Events
The Taub Faculty of Computer Science Events and Talks
Tomer Golany (Ph.D. Thesis Seminar)
Sunday, 18.04.2021, 09:00
Zoom Lecture:
996761764160
For password to lecture, please contact: tomer.golany@cs.technion.ac.il
Advisor: Dr. K. Radinsky, Dr. S. Itzhaky
32% of all global deaths in the world are caused by cardiovascular diseases. The Electrocardiogram (ECG) is a non-invasive tool to measure the electrical activity of the heart, and it is the most common test performed by cardiologists to detect heart-diseases.
Analyzing ECG signals manually is a hard task. Furthermore, abnormalities in the heart may occur at any time and not necessarily in the hospital.
Many attempts were made to automate this task using machine learning algorithms. However, this task is challenging. There are many types of possible disorders in the heart and extreme variations exist between different patients. Furthermore, for a deep learning model to succeed in its task, a large amount of annotated data is needed. However, analyzing and labeling ECG signals manually is prone to errors and consumes expensive experts time. We study the use of generative adversarial networks (GANs) for the synthesis of ECG signals, which can then be used as additional training data to improve ECG classification.
First, we present a GAN that learns to synthesize ECG heartbeats which can then be used as additional training data to improve classifier performance. Furthermore, to synthesize patient-specific ECG heartbeats, we propose a modified GAN optimized using a specialized loss function to mimic the morphology of the subject’s cardiac signal.
In the second part of the thesis we take advantage of the nature of the ECG signal which describes the biological system of the heart.
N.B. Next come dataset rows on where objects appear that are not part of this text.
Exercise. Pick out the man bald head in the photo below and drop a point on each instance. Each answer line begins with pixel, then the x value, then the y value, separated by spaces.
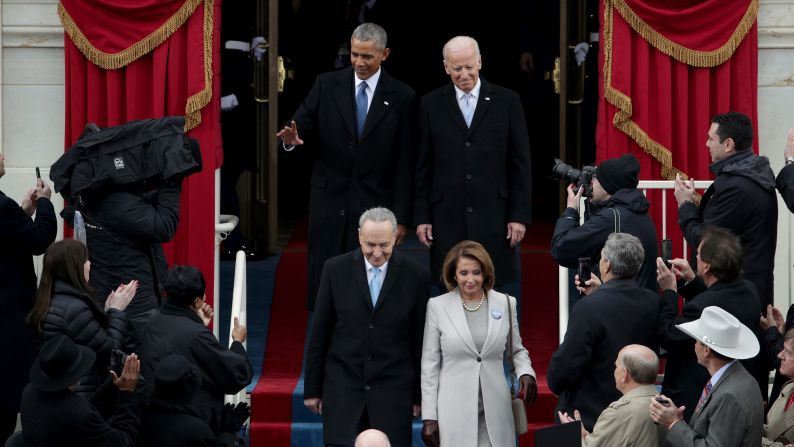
pixel 636 365
pixel 372 438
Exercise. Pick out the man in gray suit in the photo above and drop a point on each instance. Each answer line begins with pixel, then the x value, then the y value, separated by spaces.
pixel 731 408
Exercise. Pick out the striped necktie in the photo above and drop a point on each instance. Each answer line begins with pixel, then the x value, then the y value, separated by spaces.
pixel 374 285
pixel 361 108
pixel 703 396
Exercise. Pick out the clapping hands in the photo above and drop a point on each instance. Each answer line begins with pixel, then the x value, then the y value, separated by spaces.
pixel 121 297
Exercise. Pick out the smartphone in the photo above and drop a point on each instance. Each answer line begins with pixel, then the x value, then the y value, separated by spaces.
pixel 667 250
pixel 584 270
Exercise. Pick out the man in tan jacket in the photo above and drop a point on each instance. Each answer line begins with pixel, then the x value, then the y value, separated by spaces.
pixel 626 421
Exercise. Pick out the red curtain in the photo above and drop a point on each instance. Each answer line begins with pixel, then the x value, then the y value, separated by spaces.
pixel 667 67
pixel 135 59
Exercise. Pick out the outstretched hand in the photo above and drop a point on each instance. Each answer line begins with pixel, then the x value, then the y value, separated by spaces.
pixel 528 387
pixel 289 135
pixel 129 375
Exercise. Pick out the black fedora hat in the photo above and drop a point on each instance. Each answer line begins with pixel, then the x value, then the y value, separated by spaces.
pixel 176 379
pixel 60 363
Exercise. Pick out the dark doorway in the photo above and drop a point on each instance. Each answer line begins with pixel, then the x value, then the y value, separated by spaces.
pixel 311 32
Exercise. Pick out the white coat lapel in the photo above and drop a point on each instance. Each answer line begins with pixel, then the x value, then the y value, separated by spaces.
pixel 454 310
pixel 497 315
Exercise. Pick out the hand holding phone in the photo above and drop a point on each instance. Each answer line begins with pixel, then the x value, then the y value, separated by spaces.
pixel 584 269
pixel 667 250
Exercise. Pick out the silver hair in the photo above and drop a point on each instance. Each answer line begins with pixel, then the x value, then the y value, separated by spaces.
pixel 624 253
pixel 641 364
pixel 460 42
pixel 379 214
pixel 370 31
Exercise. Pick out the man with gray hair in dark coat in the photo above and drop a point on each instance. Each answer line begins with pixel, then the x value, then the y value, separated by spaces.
pixel 612 315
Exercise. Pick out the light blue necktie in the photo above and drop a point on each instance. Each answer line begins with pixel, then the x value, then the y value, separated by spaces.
pixel 374 285
pixel 361 107
pixel 468 108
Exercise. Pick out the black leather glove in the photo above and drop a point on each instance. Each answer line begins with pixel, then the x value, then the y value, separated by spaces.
pixel 430 433
pixel 234 416
pixel 530 388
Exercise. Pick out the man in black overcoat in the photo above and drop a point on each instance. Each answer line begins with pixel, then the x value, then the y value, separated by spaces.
pixel 717 283
pixel 616 314
pixel 21 237
pixel 365 145
pixel 363 359
pixel 53 415
pixel 741 199
pixel 473 176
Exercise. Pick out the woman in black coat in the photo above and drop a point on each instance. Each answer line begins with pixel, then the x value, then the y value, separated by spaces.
pixel 64 304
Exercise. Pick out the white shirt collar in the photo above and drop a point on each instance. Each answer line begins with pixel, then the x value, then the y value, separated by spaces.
pixel 368 267
pixel 718 375
pixel 475 92
pixel 372 82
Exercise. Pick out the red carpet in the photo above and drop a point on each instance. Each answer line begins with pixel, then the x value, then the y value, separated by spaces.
pixel 271 400
pixel 539 320
pixel 271 416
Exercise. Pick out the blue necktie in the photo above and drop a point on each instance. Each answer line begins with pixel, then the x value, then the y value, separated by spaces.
pixel 468 108
pixel 361 107
pixel 374 285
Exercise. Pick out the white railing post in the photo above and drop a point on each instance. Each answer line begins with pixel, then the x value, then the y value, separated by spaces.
pixel 239 306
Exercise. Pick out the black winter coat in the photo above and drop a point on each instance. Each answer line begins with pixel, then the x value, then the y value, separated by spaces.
pixel 124 231
pixel 177 330
pixel 742 199
pixel 20 238
pixel 76 315
pixel 64 419
pixel 354 174
pixel 582 369
pixel 684 378
pixel 472 181
pixel 168 425
pixel 626 211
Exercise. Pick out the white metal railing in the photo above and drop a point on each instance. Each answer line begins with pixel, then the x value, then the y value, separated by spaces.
pixel 666 186
pixel 239 306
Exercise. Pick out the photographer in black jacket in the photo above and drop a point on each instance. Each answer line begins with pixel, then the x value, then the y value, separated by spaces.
pixel 617 206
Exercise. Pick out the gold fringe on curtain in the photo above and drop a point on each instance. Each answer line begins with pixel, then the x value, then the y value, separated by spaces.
pixel 198 101
pixel 114 61
pixel 622 119
pixel 702 59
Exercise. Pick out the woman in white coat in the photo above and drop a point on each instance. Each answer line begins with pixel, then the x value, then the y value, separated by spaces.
pixel 465 397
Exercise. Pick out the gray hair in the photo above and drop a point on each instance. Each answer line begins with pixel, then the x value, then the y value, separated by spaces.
pixel 458 43
pixel 624 253
pixel 369 31
pixel 378 214
pixel 641 363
We study how to incorporate this knowledge into the generative process by leveraging a biological ECG simulator of the heart, defined by a system of ordinary differential equations (ODE) representing heart dynamics.
Furthermore, We study how the ECG dynamics can be learned directly by a GAN that combines both physical and data considerations.
We introduce an ECG-ODE-GAN framework, in which the generator learns the dynamics of a physical system in the form of an ODE.
Finally, we study the dynamics of a full 12-lead ECG signal, the most commonly used ECG exam in medical facilities. ECG sensors were developed to allow for the recording of the full 12-lead ECG signal at home. However, if even a single lead is not correctly positioned on the body that lead becomes corrupted, making an automatic diagnosis on the basis of the full signal impossible. We present a methodology to reconstruct missing or noisy leads using the theory of Koopman Operators. We learn a dynamical system describing the evolution of the 12 individual signals together in time, which enables to impute missing leads by solving a novel least-squares system. We perform an empirical evaluation using 12-lead ECG signals from thousands of patients and show that we are able to reconstruct signals in such a way that enables accurate clinical diagnosis.
This thesis is one of the first works to demonstrate the ability of deep learning to leverage knowledge about physiological systems to generate synthetic examples, specifically ECG signals. The algorithms presented enable full automation of ECG analysis, both in hospitals, and in home sensors.